In a case brought forward by newly appointed Brexit Minister David Davis and Labour's deputy leader Tom Watson the ECJ has ruled that law enforcement agencies may only collect data en-masse if it is used to tackle ‘serious crime'.
The case was brought to the Luxembourg-based court by the newly appointed Brexit Minister David Davis and Labour's deputy leader Tom Watson, as the pair seeked to challenge the legality of GCHQ's bulk interception powers.
The Danish advocate general, Henrik Saugmandsgaard Øe, chief justice of the court, clarified EU law, alongside 15 other European judges. This opinion is likely to be followed by the full court.
Saugmandsgaard Øe said only: “The fight against serious crime is an objective in the general interest that is capable of justifying a general obligation to retain data, whereas combating ordinary offences … are not.”
The court's final decision will be delivered in the coming months. The majority of judgments follow the line set out by the advocate general.
Javvad Malik, security advocate at AlienVault told SCMagazineUK.com, “It's an interesting opinion delivered by the Advocate General and one to keep an eye on to see how it pans out. This doesn't necessarily change anything from a technical perspective on how the data is collected or stored. What it does do is introduce safeguards into ensuring the data is only used where appropriate for serious crime.”
“For the UK, the implications will not be fully realised until the Brexit process has been undertaken. Depending upon the agreements put in place, it could be that European privacy laws will remain somewhat unchanged in their impact on the UK, or alternatively, they could mean nothing altogether.”
This ruling is followed by the two MPs, supported by the Law Society, successfully arguing in British courts that the Data Retention and Investigatory Powers Act (DRIPA) 2014 is illegal. .
Despite the win, the government appealed and the case was referred to the ECJ. Davis travelled to Luxembourg this spring to hear the case being argued at the ECJ.

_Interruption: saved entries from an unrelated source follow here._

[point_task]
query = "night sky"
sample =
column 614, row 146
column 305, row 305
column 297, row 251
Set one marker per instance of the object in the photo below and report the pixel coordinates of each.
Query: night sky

He argued that the British government is “treating the entire nation as suspects” by ignoring safeguards on retaining and accessing personal communications data. Simultaneously, the Interception of Communications Commissioner's Office (IOCCO) released secret documents showing 15 secret “directions” in force under the Telecommunications Act enabling the intelligence services to collect bulk data.
The final outcome of the case is likely to impact the outcome of the highly controversial Investigatory Powers Bill which is now up for debate before parliament.
Looking closer to home
This preliminary ruling appears to bring European data retention practices closer into line over what safeguards should be imposed for bulk interception and retention of data. The issue was whether there are EU standards on data retention that need to be respected by member states in their domestic legislation.
However, concerns remain given that the Guardian newspaper recently reported how the watchdog which monitors government interception allowed MI5 to escape regular scrutiny of its bulk collection of communications data, according to documents released by Privacy International
A debate in the House of Lords revealed that the IP Bill will grant the UK's Secretaries of State, including the new Home Secretary Amber Rudd, the power to force communication service providers (CSPs) to block end-to-end encryption.
Nic Scott, managing director of UK&I at Code42, told SC that, “The Investigatory Powers Bill has been a long time coming, yet very little has been given away in terms of technical specifications. Until now. The government has made the first explicit admission that the bill will give Secretaries of State the power to have CSPs bypass encryption. This is a profoundly troubling statement both from a privacy and cybersecurity perspective.
“While tools to crack down on terrorism are more important than ever, the thing with encryption is that there are no half measures with it. You either have encryption in place or you don't. Once you create a backdoor for law enforcement purposes, you are also opening the door to other, potentially malicious, parties.
“Encryption is an absolutely essential element of securing any electronic communication and data protection. We cannot afford to lower the standards of privacy and data protection at the cost of individual and business safety.”